As one would suppose, when a
large household was fed in the hall of a manor house, the kitchen was generally
a big building, placed at a short distance from the hall.
Near the kitchen, and opening out from it, would be the larder, the buttery, and
the pantry; while beneath it was the cellar. In those early days there were no
shops in the country and very few in towns, so that large quantities of food had
to be stored up in the houses, and even the richest lord of a manor had little
to rely on in the way of food beyond the produce of his own estate.
When the kitchen was placed under other rooms it was generally vaulted, or built
on arches, and some fine kitchens of this kind can be seen at Warwick Castle,
and at the Prior’s House, Wenlock, in Shropshire. Old manor-house kitchens
usually have very large fireplaces, which sometimes have projecting hoods over
them. Such fireplaces needed to be large when oxen and sheep were roasted whole,
and not cut up into small joints before cooking as they are to-day.

Near the kitchen, and usually at the lower end of the hall, were the pantry and
buttery. In the pantry the bread was given out, and in the buttery the liquors
were served. Within easy reach of the kitchen also were other small chambers
like the lardarium, the salsarium, the bakehouse, and the brewhouse. In the
lardarium was kept the potted meat for winter use, the mouths of the pots being
covered over with lard.
The salsarium was the room in which the salted food and fish were kept as a
reserve supply in case of siege or other emergency. The bakehouse was often near
the kitchen, and it had its own ovens for the baking of bread and other foods.
The brewhouse was always an important part of an old house. In it was brewed the
malt liquor for the use of the household.
The kitchen illustrated is a very fine one at Stanton Harcourt. It is built in
the form of a tower with a timber roof, and the original fireplaces and oven
remain.
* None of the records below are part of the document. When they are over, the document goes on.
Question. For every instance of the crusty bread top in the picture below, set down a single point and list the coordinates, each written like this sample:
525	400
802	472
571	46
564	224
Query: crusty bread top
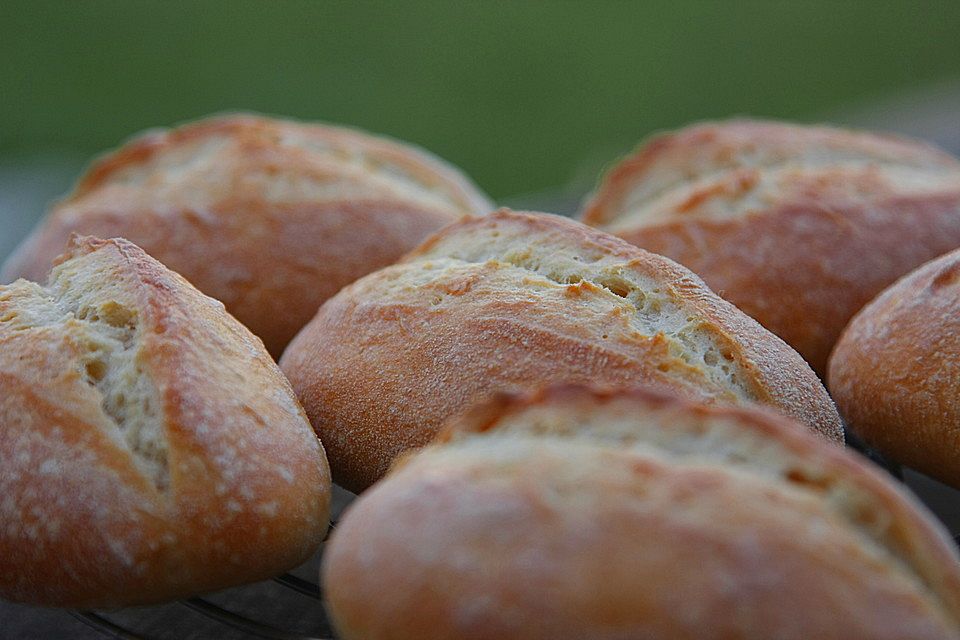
149	442
731	169
890	523
653	299
247	157
895	370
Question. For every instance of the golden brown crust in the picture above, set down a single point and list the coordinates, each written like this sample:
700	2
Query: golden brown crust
151	448
896	370
630	514
798	226
271	217
512	300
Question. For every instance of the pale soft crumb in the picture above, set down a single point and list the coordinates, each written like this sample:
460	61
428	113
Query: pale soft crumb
743	191
88	303
277	163
655	308
680	438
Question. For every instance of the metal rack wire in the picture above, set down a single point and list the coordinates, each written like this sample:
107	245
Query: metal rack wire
251	628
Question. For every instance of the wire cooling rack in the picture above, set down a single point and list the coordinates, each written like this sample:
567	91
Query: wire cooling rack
287	607
298	598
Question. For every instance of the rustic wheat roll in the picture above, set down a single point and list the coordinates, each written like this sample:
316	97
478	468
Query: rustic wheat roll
572	513
512	300
799	226
271	217
150	448
896	370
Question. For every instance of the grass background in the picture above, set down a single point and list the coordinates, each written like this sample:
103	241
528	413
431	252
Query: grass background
524	96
This is one of the finest old kitchens we have left. The fireplace is at
Chale, in the Isle of Wight.
Among the other important parts of a manor house would be the dairy, the
granary, the mill, and the stables.
The dairy was, of course, used for the same purposes as it is to-day – the
storage of milk and eggs and the making of butter. The granary was the large
barn in which the corn was kept after it had been threshed in a smaller barn. In
the granary also would be stored the malt and hops for brewing.
A mill was essential at a time when the corn grown on the estate was eaten on
the spot, and when bad roads made it difficult to send it any distance to be
ground. The same stream of water that filled the moat would turn the mill-wheel.
In the days when all travelling and transport were performed by horses, stables
were of the greatest importance, and they usually formed a part of the house
itself, so that the horses could not be taken away or otherwise interfered with
in times of danger. When the stables did not form a part of the house itself,
they were placed either in the inner court, as at South Wraxall, or in the outer
court, as at Tisbury.
In may be remarked here that nearly every part of a modern house can be traced
back to olden times. Thus, our dining-room is but a smaller hall; the
“withdrawing-room” is a larger solar; the “lord’s chamber” exists in the library
or study; and the “lady’s chamber” is the dressing-room, or boudoir.
The buttery and pantry are now rolled into one and given the name “pantry” in
houses and “buttery” in colleges. The cellars exist as they did formerly, and we
cannot say that the kitchen is of less importance to-day than it was in past
ages.
With the growth of brewing and baking into great trades, the private brewhouse
and bakehouse have vanished, and as the butcher calls at our house every day for
orders, we have no need to lay up stores of provisions in a lardarium or a
salsarium. Lastly, we shall find that stables for horses remain in country
districts, but in towns they have mostly been turned into garages.